Le 9 octobre, j’ai été victime pour la première fois de cette mesure à l’agence de la CTM de Rabat, une compagnie avec laquelle je voyage régulièrement pourtant. J’étais avec d’autres femmes originaires de Côte-d’Ivoire, de Guinée et du Congo-Brazzaville : nous partions à une conférence dans une autre ville. Mais au moment d’embarquer, l’agent de transport nous a demandé notre carte de séjour, alors que nous avions notre ticket. En revanche, il n’a pas contrôlé les Européens qui montaient en même temps dans le bus. Il nous a dit que c’était parce que nous étions Africaines et noires.

Comme le bus était prêt à partir, nous avons finalement été obligées de montrer nos cartes de séjour pour embarquer.

Pourtant, l’immigration clandestine ne concerne pas seulement les Africains. Donc pourquoi ciblent-ils uniquement les noirs ? S’ils veulent lutter contre ce phénomène, ils doivent contrôler tout le monde. De plus, les agents de transport ne peuvent pas se substituer à la police. Ils n’ont pas le droit.

"Lier la vente d’un ticket à la situation d’un migrant est un acte raciste"


Omar Naji, vice-président de l’Association marocaine des droits humains, est aussi monté au créneau pour dénoncer cette mesure, qu’il juge discriminatoire.
 
Dans la ville de Nador, où je suis, le responsable de l’agence de la CTM nous a confirmé que l’interdiction de vendre des billets aux migrants sans carte de séjour venait du bureau central de Casablanca. 

Le fait de lier la vente d’un ticket à la situation d’un migrant, et d’une manière ou d’une autre à sa couleur de peau, est un acte raciste pour nous. En tant qu’association de défense des droits humains, nous ne pouvons pas l’accepter. Les migrants ont le droit de circuler librement au Maroc. Pourquoi devrait-on leur interdire cela ?



La CTM assure qu’aucun document de ce type n’a émané de sa direction générale

Face à la polémique, la CTM a publié une "mise au point" sur Facebook mercredi 30 octobre. Elle a affirmé que la note diffusée sur les réseaux sociaux n’était "pas un document de la CTM" : "Aucune annonce ou avis de ce type n’a émané de la direction générale de la compagnie. Nous tenons à rappeler que nos valeurs et notre éthique […] sont à l’encontre de toute sorte de discrimination."

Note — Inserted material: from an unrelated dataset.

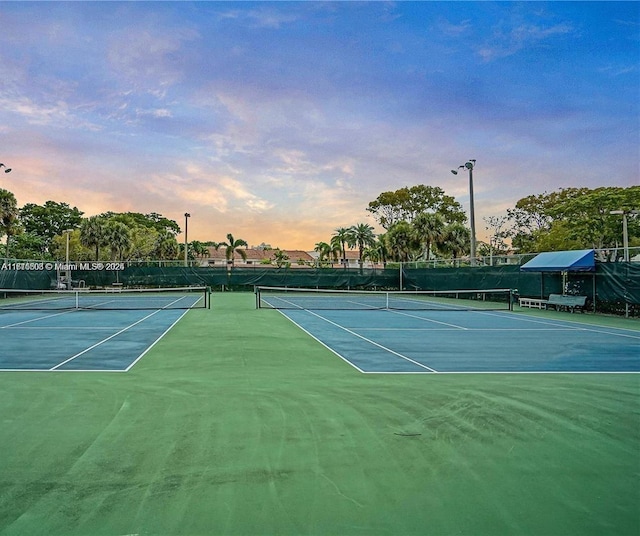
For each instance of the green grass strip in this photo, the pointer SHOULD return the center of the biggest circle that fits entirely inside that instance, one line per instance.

Mais pour Omar Naji, cette réaction de la société de transport reste floue : "La CTM ne nie pas avoir interdit la vente de tickets aux migrants et ne dit pas clairement que tous les migrants peuvent en acheter."

La rédaction des Observateurs de France 24 a tenté de joindre la direction de la CTM, en vain. La Direction du transport de la région de Laâyoune n’a pas non plus voulu répondre à nos questions. 

Principale voie de migration vers l’Europe, le Maroc a stoppé près de 89 000 tentatives d’immigration irrégulières en 2018. L’Union européenne a aussi débloqué 140 millions d’euros pour aider le royaume à lutter contre l’immigration clandestine l’an dernier.